Speaker
Description
The LHAASO collaboration has more than 280 members from 32 institutes in 5 countries. The commission of LHAASO in 2021 opened the epoch of ultra-high-energy (UHE) gamma-ray astronomy and paved the way to address the origin of cosmic rays up to hundreds of PeV. Located at Daocheng, Sichuan, on the eastern edge of the Tibetan plateau with an elevation of 4410 meters above the sea level (Figure 1), LHAASO’s KM2A and WCDA arrays have achieved a duty cycle better than 99% and 98%, respectively, and the WFCTA has collected more than 2100 hours of high-quality data.

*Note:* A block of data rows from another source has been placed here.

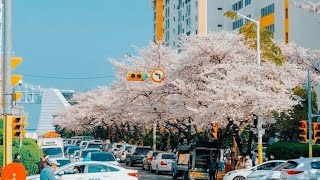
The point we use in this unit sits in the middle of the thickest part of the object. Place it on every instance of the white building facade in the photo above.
(288, 23)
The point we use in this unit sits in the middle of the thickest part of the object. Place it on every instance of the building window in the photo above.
(270, 28)
(188, 21)
(247, 2)
(237, 6)
(247, 20)
(267, 10)
(188, 12)
(237, 24)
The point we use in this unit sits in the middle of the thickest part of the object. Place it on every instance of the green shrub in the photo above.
(30, 154)
(291, 150)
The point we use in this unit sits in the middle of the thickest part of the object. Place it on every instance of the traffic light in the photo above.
(18, 126)
(316, 133)
(137, 76)
(303, 131)
(214, 133)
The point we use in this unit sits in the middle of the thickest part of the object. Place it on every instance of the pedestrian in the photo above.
(43, 163)
(48, 172)
(241, 162)
(248, 163)
(17, 158)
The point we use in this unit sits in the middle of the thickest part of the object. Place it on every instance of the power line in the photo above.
(61, 77)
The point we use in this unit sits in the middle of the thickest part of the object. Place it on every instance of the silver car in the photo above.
(162, 163)
(302, 168)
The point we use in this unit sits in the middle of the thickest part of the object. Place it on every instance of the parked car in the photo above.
(274, 174)
(136, 154)
(92, 170)
(62, 161)
(105, 147)
(242, 174)
(122, 153)
(79, 155)
(115, 147)
(162, 163)
(102, 156)
(146, 161)
(302, 168)
(70, 150)
(92, 144)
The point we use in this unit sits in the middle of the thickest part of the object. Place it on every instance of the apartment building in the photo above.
(289, 24)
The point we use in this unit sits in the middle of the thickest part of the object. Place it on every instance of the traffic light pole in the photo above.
(6, 81)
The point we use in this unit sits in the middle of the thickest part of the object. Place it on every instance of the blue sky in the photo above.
(73, 38)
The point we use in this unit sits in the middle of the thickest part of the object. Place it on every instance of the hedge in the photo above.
(291, 150)
(30, 154)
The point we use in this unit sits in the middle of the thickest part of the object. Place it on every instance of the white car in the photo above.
(302, 168)
(102, 156)
(267, 174)
(92, 170)
(62, 161)
(242, 174)
(122, 153)
(162, 163)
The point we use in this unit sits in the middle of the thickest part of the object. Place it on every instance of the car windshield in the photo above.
(167, 156)
(143, 151)
(54, 151)
(63, 162)
(94, 145)
(202, 158)
(102, 157)
(84, 153)
(71, 150)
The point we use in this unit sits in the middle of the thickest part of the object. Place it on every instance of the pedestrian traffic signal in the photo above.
(214, 133)
(316, 133)
(303, 131)
(137, 76)
(18, 126)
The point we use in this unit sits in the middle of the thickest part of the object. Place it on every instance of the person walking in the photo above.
(48, 172)
(17, 158)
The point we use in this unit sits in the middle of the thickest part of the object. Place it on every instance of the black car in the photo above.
(136, 154)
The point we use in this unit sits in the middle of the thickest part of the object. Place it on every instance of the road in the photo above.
(147, 175)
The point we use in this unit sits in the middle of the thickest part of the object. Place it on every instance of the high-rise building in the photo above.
(288, 23)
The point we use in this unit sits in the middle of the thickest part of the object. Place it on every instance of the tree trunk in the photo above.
(234, 153)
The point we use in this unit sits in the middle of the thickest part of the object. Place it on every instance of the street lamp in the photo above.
(259, 125)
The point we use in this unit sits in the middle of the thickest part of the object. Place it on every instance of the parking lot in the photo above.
(147, 175)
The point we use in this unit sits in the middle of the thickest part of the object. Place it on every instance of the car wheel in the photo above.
(174, 175)
(157, 170)
(239, 178)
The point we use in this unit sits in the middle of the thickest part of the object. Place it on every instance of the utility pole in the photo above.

With a large FOV and high sensitivity, LHAASO-KM2A and WCDA have shown their superiority in UHE and very-high-energy (VHE) gamma-ray sky survey with the release of the first LHAASO catalog [1]. 90 sources with an extension less than 2︒ were detected with a significance greater than 5σ(TS>37). Among these sources, 69 were detected by WCDA, 75 by KM2A and 54 by both arrays (Figure 2). The mean spectral index of KM2A sources is about 3.5 while those for WCDA sources is 2.5. 43 UHE sources were detected above 100 TeV with a significance greater than 4σ. There are 82 sources within the Galactic latitude of 12︒, and 4 high latitude AGNs. 32 of these sources haven’t been detected previously in the TeV range (Figure 2). Half of these sources can be associated with pulsar wind nebulae or supernova remnants (SNRs), 1 with AGN, 8 have GeV counterparts, 7 have no counterpart. Diffuse gamma-ray emission from the Galactic plane was also measured from 10 TeV to 1PeV [2]. The brightest gamma-ray burst 221009A was also fully covered by LHAASO [3]. Some preliminary results on cosmic ray spectra, composition, and anisotropy are also available. These results together will advance our understanding of the origin of cosmic ray significantly.
In particular, more than 7 SNRs have been detected by LHAASO (Figure 3). There are also a few UHE sources likely associated with SNRs. The spectra of some of these sources extend beyond 100 TeV, implying that they are indeed PeVatrons. However, their soft UHE spectra means that both leptonic and hadronic processes can account for the observed UHE emission. Detailed multiwavelength studies are needed to quantify their contribution to PeV cosmic rays [4]. More exciting developments can be anticipated in the coming few years.